5. Beggars You will at some point run into beggars. I classify beggars into three different categories, and being able to distinguish between them will help you determine who to give your money to. 1. The truly needy – Beggars who actually need the money. You can tell by their appearance, clothes with rips and tears that look like they haven’t been washed in weeks, lack of grooming and sometimes disabilities like a missing arm or leg. These are the people you should give money to. They need it the most. 2. The kind of needy – Beggars who seem to be collecting money for their groups, and do it in mischievous ways. They go car to car on the streets asking for money and telling you that if you don’t give them money, ‘God will punish you, he is watching, he knows’. They often try to guilt you into giving money, like ‘My baby, I have a baby, she needs it’. And many times I’ve seen these beggars carrying what looks like a baby wrapped in a blanket, when really there is no baby inside.I would say give them money with caution, but learn how to say no sometimes.

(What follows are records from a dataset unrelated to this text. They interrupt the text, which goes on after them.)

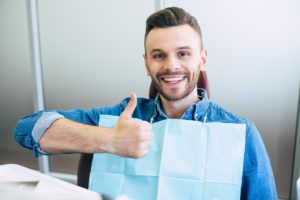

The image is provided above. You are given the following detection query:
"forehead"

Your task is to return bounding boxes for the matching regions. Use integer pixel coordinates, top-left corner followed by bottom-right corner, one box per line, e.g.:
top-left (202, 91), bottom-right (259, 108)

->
top-left (145, 24), bottom-right (200, 52)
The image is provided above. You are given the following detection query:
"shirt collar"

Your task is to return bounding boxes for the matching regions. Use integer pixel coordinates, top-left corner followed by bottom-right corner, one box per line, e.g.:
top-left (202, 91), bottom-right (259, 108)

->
top-left (153, 88), bottom-right (209, 121)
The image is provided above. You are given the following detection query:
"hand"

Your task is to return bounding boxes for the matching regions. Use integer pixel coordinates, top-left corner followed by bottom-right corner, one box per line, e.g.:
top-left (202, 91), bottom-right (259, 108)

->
top-left (110, 93), bottom-right (153, 158)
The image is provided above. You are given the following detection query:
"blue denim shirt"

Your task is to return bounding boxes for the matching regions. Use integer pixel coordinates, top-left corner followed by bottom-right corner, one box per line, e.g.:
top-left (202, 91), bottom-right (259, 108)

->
top-left (15, 89), bottom-right (277, 200)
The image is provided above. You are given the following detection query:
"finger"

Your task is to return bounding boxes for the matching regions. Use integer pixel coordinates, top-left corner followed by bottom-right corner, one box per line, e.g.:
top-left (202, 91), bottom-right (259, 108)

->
top-left (120, 92), bottom-right (137, 119)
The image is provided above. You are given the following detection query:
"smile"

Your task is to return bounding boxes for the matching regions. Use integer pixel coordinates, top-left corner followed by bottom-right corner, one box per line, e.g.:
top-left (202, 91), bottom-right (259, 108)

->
top-left (161, 76), bottom-right (185, 83)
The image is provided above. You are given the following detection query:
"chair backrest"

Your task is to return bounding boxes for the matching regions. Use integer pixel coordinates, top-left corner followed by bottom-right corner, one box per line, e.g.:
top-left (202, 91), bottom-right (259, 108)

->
top-left (77, 71), bottom-right (210, 188)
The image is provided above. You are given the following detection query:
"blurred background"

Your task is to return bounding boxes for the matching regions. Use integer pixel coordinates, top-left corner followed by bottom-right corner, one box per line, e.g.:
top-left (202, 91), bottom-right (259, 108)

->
top-left (0, 0), bottom-right (300, 199)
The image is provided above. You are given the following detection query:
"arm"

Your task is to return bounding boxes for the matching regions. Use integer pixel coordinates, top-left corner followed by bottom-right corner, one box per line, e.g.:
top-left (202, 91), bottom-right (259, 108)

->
top-left (15, 94), bottom-right (152, 157)
top-left (241, 124), bottom-right (278, 200)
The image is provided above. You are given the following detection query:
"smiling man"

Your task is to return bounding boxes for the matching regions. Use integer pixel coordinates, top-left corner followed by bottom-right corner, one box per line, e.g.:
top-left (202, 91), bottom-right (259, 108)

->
top-left (15, 7), bottom-right (277, 200)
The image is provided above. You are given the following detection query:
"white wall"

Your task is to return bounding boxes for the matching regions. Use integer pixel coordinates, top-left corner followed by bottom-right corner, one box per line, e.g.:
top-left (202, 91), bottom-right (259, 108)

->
top-left (166, 0), bottom-right (300, 198)
top-left (39, 0), bottom-right (155, 109)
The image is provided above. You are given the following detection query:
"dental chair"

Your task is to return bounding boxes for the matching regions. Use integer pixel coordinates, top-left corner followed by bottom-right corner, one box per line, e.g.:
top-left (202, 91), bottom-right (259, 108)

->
top-left (77, 71), bottom-right (210, 189)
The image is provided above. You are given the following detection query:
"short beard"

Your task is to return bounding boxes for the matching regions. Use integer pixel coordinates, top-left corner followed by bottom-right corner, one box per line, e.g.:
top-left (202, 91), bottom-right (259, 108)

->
top-left (151, 72), bottom-right (199, 101)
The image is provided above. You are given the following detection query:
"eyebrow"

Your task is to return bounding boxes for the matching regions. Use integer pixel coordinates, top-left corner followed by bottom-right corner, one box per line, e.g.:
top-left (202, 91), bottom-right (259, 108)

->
top-left (150, 46), bottom-right (192, 54)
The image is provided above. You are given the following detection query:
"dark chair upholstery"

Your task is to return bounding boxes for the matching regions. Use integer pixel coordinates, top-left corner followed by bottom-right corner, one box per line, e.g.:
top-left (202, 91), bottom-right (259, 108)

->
top-left (77, 71), bottom-right (210, 188)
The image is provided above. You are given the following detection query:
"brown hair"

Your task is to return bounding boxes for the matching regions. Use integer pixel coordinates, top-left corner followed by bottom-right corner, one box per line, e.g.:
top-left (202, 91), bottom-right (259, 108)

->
top-left (144, 7), bottom-right (203, 50)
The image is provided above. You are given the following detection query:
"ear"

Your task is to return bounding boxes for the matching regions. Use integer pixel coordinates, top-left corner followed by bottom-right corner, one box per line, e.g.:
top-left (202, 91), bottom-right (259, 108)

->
top-left (143, 54), bottom-right (150, 76)
top-left (200, 49), bottom-right (207, 71)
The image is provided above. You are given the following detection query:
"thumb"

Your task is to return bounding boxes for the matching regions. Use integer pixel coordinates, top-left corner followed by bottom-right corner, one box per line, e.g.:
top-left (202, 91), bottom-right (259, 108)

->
top-left (120, 92), bottom-right (137, 119)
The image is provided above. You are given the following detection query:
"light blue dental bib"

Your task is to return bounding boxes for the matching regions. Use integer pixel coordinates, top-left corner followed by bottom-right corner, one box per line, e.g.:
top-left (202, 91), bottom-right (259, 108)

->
top-left (89, 115), bottom-right (246, 200)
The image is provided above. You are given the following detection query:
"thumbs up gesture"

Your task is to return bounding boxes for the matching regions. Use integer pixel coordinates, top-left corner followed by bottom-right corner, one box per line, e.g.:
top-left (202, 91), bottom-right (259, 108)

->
top-left (110, 93), bottom-right (152, 158)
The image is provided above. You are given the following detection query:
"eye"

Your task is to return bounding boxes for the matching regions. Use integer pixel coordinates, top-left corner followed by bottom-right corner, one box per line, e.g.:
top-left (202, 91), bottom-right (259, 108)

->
top-left (152, 53), bottom-right (165, 60)
top-left (178, 51), bottom-right (191, 58)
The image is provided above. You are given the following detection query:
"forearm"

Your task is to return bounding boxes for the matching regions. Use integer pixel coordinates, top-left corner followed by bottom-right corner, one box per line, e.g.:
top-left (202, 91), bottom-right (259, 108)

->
top-left (39, 119), bottom-right (112, 153)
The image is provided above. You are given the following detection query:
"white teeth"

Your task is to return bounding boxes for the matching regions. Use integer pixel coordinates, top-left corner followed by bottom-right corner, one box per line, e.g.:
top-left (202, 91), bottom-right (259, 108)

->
top-left (164, 77), bottom-right (183, 82)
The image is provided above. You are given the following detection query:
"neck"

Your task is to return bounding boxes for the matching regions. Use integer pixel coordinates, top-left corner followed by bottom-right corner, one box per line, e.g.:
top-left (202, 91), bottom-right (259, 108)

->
top-left (160, 88), bottom-right (199, 119)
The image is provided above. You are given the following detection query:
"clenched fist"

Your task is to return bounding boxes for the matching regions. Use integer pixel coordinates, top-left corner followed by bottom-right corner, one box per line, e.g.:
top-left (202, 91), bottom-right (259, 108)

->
top-left (110, 93), bottom-right (153, 158)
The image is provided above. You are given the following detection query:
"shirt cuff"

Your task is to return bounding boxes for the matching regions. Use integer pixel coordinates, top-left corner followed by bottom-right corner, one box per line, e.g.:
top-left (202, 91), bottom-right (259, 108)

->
top-left (31, 112), bottom-right (65, 156)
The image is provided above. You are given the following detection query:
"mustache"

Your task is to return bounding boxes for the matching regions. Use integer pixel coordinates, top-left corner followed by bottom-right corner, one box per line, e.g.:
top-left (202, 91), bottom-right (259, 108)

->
top-left (156, 70), bottom-right (189, 79)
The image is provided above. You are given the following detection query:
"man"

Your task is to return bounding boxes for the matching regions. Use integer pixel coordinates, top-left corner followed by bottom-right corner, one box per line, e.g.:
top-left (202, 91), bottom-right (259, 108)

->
top-left (15, 7), bottom-right (277, 200)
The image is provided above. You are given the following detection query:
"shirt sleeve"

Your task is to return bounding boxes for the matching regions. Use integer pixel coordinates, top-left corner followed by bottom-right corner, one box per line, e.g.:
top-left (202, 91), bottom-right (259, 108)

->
top-left (241, 123), bottom-right (278, 200)
top-left (14, 99), bottom-right (128, 156)
top-left (14, 108), bottom-right (105, 157)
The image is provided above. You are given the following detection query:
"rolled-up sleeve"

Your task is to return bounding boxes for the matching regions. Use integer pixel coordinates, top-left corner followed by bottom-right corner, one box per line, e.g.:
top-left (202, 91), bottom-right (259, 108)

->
top-left (14, 109), bottom-right (99, 156)
top-left (241, 123), bottom-right (278, 200)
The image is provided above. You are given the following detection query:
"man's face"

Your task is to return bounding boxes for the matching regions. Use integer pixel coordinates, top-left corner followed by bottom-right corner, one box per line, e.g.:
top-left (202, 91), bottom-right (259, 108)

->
top-left (144, 25), bottom-right (207, 101)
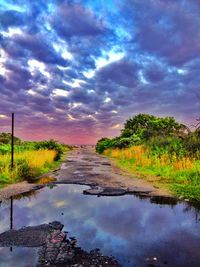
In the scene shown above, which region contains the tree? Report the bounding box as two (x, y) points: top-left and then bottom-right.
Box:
(121, 114), (183, 140)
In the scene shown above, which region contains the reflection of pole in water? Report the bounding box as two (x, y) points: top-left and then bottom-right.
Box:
(10, 197), (13, 230)
(10, 197), (13, 251)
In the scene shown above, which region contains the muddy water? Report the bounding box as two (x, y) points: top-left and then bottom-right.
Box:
(0, 185), (200, 267)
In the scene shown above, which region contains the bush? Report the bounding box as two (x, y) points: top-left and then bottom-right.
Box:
(35, 139), (64, 160)
(96, 137), (112, 154)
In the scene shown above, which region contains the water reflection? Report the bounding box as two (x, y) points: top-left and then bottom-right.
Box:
(0, 185), (200, 267)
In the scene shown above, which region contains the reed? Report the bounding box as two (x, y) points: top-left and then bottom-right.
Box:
(0, 149), (57, 183)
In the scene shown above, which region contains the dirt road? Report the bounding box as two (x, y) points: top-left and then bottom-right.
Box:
(54, 146), (169, 196)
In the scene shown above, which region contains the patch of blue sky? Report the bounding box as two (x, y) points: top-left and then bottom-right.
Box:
(0, 0), (27, 12)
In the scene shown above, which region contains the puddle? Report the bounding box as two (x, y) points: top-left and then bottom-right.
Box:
(0, 185), (200, 267)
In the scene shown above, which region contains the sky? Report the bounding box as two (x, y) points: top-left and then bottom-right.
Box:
(0, 0), (200, 144)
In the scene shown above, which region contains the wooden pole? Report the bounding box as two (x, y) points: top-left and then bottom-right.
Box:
(10, 197), (13, 251)
(11, 113), (15, 170)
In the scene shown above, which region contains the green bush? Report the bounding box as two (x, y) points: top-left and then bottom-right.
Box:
(96, 137), (112, 154)
(35, 139), (64, 160)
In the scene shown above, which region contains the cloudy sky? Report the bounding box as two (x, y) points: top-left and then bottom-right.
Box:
(0, 0), (200, 144)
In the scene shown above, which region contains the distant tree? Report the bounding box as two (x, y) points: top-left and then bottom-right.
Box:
(0, 133), (22, 145)
(96, 137), (112, 154)
(121, 114), (186, 140)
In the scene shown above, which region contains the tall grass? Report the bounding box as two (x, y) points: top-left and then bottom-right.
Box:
(0, 149), (57, 183)
(104, 145), (200, 200)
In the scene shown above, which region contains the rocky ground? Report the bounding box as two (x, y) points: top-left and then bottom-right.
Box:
(0, 146), (170, 201)
(53, 147), (170, 199)
(0, 222), (121, 267)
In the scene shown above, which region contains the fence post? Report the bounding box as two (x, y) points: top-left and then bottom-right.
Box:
(11, 113), (15, 170)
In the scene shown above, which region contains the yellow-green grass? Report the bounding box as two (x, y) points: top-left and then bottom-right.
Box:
(0, 149), (57, 185)
(104, 145), (200, 201)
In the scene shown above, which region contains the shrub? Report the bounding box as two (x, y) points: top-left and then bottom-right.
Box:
(35, 139), (64, 160)
(96, 137), (112, 154)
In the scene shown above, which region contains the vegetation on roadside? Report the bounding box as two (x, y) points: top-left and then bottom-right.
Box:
(0, 133), (71, 185)
(96, 114), (200, 201)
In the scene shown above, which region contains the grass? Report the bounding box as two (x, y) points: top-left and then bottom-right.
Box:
(104, 145), (200, 201)
(0, 149), (59, 185)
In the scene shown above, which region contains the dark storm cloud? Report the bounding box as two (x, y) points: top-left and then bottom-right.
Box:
(97, 60), (137, 87)
(51, 4), (104, 39)
(0, 10), (25, 29)
(0, 0), (200, 142)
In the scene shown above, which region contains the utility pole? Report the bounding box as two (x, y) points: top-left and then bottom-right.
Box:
(11, 113), (15, 170)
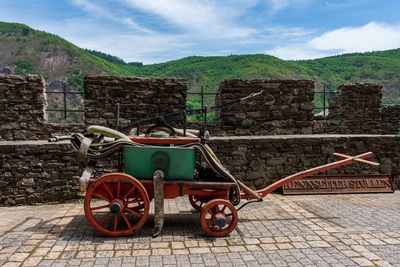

Once you say yes to one, the rest of them come to you. It’s like feeding a pigeon, it does not stop at just one once the rest of them see. 3. The totally not needy – These beggars have some fancy shmancy looking clothes on, make-up did, nails did, hair did, and usually these are the transsexuals… one time I gave money to one of these, and two minutes later I saw them at a sunglasses stand purchasing a new pair of shades… *face palm*
Well that’s all I have for my oh so professional travel advice. Now don’t feel like I’ve completely shunned my own country and all of South Asia, because I will be making a ‘the positives’ post very soon. Know anything that I may have missed? Let me know in the comments! Stay Safe.